Take our own beloved @tbbayly. I’ve heard the man preach exactly once – some sort of conference message. Moreover, I’ve listened to some podcasts, read some blogs, and read his dialogues on this forum. If I wanted to be critical, I’d tell you that this man doesn’t know how to talk about anything except manhood and womanhood; the feminization of worship; and authority. I mean, doesn’t he know how there are other things to talk about? Talk about over-emphasis.
But the fact is, I don’t know him up close. I haven’t been loved personally by him as a member of his flock. I don’t know what particular sins his congregation contends with – and at the end of the day, those are the people he is entrusted to minister to. Not Joe Christian on the internet. So I should be pretty cautious before presuming to throw shade on the man’s ministry. Obviously, my sample data is pretty limited.

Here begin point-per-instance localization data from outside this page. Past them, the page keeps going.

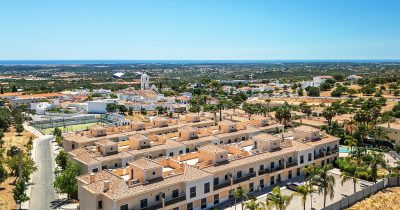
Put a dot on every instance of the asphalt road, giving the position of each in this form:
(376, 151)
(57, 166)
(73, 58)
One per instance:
(43, 196)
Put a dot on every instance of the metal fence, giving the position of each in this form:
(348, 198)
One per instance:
(365, 193)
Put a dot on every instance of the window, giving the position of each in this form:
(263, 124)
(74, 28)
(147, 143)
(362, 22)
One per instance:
(216, 181)
(143, 203)
(203, 203)
(192, 192)
(189, 206)
(175, 193)
(124, 207)
(207, 187)
(216, 198)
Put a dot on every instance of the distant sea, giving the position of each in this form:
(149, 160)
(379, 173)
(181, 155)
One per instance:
(115, 62)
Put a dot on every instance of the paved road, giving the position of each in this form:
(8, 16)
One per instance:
(43, 194)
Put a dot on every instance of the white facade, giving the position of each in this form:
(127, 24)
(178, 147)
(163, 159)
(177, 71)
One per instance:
(98, 107)
(144, 82)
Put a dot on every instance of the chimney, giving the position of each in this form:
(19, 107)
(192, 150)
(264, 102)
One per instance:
(92, 178)
(106, 185)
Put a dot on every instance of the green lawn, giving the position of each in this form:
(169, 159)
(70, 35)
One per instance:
(69, 128)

I think the most we can do when it comes to preaching we encounter on the internet is appreciate the things they emphasize. I’m grateful that John Piper has labored to emphasize the sovereignty of God. So far as I can tell, the sweet doctrines of grace were essentially lost in my generation, and by God’s grace, he has been a big part of rekindling them.
Similarly, I am grateful for John MacArthur’s emphasis on inerrancy, or exposing the heresies of the charismatic movement. His has been a much needed voice in the church for the last several decades, as theological liberalism and mysticism have invaded the church in a post-modern era. And finally, I am grateful for those, like Tim, who have taken up laboring for the truth concerning manhood and womanhood, in a Christendom that has been so infected by feminism.
That isn’t to say that we can’t test the fruit of such men from afar at all. Surely, we can. I just think we need to be aware that the internet provides a unique occasion for us to fall into thinking we’re in better positions to judge pastors than we really are.
At the end of the day, the most influential pastors in our lives shouldn’t be the internet preachers anyway. It is my elders who should be the most influential, because they are positioned to speak into my life, and love me personally. They don’t even have to be great preachers to do that well. Faithful, okayish preachers will do, as long as they are loving the flock.